Chief Secretary Farley Augustine presented plaques posthumously to the family members of musician/songwriter Sherwin Cunningham, cultural activist and former Senate vice-president Rawle “Ax Back” Titus and musicologist Michael Duncan during a concert titled Footprints to Freedom at the Store Bay Heritage Park.
Secretary of Tourism, Culture, Antiquities and Transportation Tashia Burris and assistant secretary in the division Megan Morrison were also on hand to congratulate the family members of the awardees, who were recognised for their contribution to the preservation and development of Tobago’s heritage.
The event brought the curtain down on this year’s Tobago Heritage Festival, which was titled, Homage: Paying Tribute to All Ah We and All Ah Who Awwe Be.
Among the other recipients were veteran entertainer Michael Baker; calypsonian Prince Unique (Jeffrey Thomas); Marie Toby, captain, Redemption Sound Setters; George Leacock, managing director, Radio Tambrin; dancer Eunice Adams and former tourism secretary George Stanley Baird.
The concert culminated a colourful procession from the Colosseum in Crown Point to the heritage park. Led by flagman David Nelson, the procession featured moko jumbies, traditional characters and several cultural groups from across the island.
The participants, most of whom were dressed the African-inspired clothing, danced to recordings of songs by Ella Andall and others. Minister of Sports and Community Development and Tobago West MP Shamfa Cudjoe was among those enjoying the celebration.
In his address, Augustine urged the audience to pay close attention to what he described as an “awakening” taking place in Africa.
“You are seeing some coups happening in some places. You are seeing some people calling for the expulsion of the French from their territories. You are seeing battle lines being drawn in the continent between the neo-colonialists and the people of Africa. And I am just saying that we ought to pay attention and we ought to be prepared to support those efforts of our brothers and sisters, particularly in West Africa as they fight against neo-colonialism,” he said.
Augustine said while he was pleased with the support the event received, “the celebration must go beyond what we do now and ensure that we give support to each-other within the African diaspora.”
He saluted the awardees, whom he said, contributed immensely toward ensuring that African cultures within Tobago are sustained.
Burris, in her remarks, reflected on this year’s heritage festival theme.
“Homage is not just about recognising our elders. It is not just about thanking persons for their contribution but it is also about recognising how far we have come and how far we still have to go,” she said.
Burris said all of the awardees were deserving of their accolades.
“Some of them have never been honoured by a THA before and I think it would be remiss of us if we did not take the opportunity while they were alive to be able to show them that we appreciate them.”
She extended kudos to Morrison and her staff at the department of culture.
“They did a tremendous job in my view to pull off this year’s heritage festival despite all of the challenges, despite all of the setbacks. They stretched themselves.

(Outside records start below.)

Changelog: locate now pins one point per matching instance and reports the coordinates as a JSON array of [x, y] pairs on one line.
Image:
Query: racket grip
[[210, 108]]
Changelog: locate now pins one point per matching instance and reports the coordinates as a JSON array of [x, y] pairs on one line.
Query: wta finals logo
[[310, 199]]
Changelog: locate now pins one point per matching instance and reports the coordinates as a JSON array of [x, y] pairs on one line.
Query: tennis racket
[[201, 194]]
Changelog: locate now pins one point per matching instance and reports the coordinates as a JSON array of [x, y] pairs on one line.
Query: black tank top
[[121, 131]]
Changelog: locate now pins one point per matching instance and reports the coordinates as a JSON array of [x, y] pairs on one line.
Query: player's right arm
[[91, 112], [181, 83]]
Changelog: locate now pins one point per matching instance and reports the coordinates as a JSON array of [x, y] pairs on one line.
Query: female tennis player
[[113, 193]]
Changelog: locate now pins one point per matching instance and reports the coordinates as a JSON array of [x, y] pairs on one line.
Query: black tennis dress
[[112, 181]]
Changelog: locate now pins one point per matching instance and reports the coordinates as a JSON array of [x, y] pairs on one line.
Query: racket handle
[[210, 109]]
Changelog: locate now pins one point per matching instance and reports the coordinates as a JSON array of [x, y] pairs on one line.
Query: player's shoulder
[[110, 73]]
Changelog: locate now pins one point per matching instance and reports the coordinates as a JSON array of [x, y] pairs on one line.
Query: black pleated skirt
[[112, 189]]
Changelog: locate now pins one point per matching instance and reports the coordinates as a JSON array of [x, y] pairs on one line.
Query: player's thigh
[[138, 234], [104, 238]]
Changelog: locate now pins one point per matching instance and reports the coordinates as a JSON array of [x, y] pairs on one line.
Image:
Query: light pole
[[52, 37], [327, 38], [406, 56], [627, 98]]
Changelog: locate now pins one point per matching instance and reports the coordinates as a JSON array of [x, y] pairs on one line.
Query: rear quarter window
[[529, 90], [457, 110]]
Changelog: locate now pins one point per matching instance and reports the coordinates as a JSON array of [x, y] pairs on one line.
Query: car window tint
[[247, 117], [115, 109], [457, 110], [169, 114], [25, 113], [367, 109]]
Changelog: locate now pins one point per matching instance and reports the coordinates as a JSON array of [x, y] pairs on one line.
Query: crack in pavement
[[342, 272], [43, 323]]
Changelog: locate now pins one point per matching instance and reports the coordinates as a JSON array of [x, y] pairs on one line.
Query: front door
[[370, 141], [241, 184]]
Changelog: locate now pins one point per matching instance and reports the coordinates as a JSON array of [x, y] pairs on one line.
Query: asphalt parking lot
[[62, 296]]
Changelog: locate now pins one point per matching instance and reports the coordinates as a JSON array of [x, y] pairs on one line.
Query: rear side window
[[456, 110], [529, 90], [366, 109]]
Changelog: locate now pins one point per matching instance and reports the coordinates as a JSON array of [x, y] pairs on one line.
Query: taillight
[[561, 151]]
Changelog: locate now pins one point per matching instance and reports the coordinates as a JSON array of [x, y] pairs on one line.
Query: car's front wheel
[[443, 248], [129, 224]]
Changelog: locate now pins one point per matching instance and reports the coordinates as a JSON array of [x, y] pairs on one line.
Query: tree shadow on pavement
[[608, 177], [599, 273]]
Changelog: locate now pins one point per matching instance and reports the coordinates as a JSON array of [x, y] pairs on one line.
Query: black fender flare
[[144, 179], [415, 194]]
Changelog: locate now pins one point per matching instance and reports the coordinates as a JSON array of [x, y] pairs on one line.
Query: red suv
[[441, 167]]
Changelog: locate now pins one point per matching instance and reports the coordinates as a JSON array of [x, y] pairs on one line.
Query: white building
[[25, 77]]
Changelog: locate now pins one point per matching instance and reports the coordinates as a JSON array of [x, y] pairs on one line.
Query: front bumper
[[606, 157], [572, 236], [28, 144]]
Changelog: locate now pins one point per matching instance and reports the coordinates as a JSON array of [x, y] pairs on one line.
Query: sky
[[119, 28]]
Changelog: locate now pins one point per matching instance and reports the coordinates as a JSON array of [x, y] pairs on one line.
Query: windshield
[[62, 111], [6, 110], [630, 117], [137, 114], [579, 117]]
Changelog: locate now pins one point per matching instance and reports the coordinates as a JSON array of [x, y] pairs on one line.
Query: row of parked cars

“They took all the comments in stride. They made sure and they checked in with one-another and I have to say they did an excellent job bringing us here to the end of our heritage this year.”
Burris also thanked all of those who contributed to this year’s event. Morrison also spoke.
Among those performing in the concert were Tobago Heritage Monarch Garve Sandy, Charlotteville Heritage Folk Performers, Uptown Fascinators, Encore Dance Theatre and Zante Unique Touch.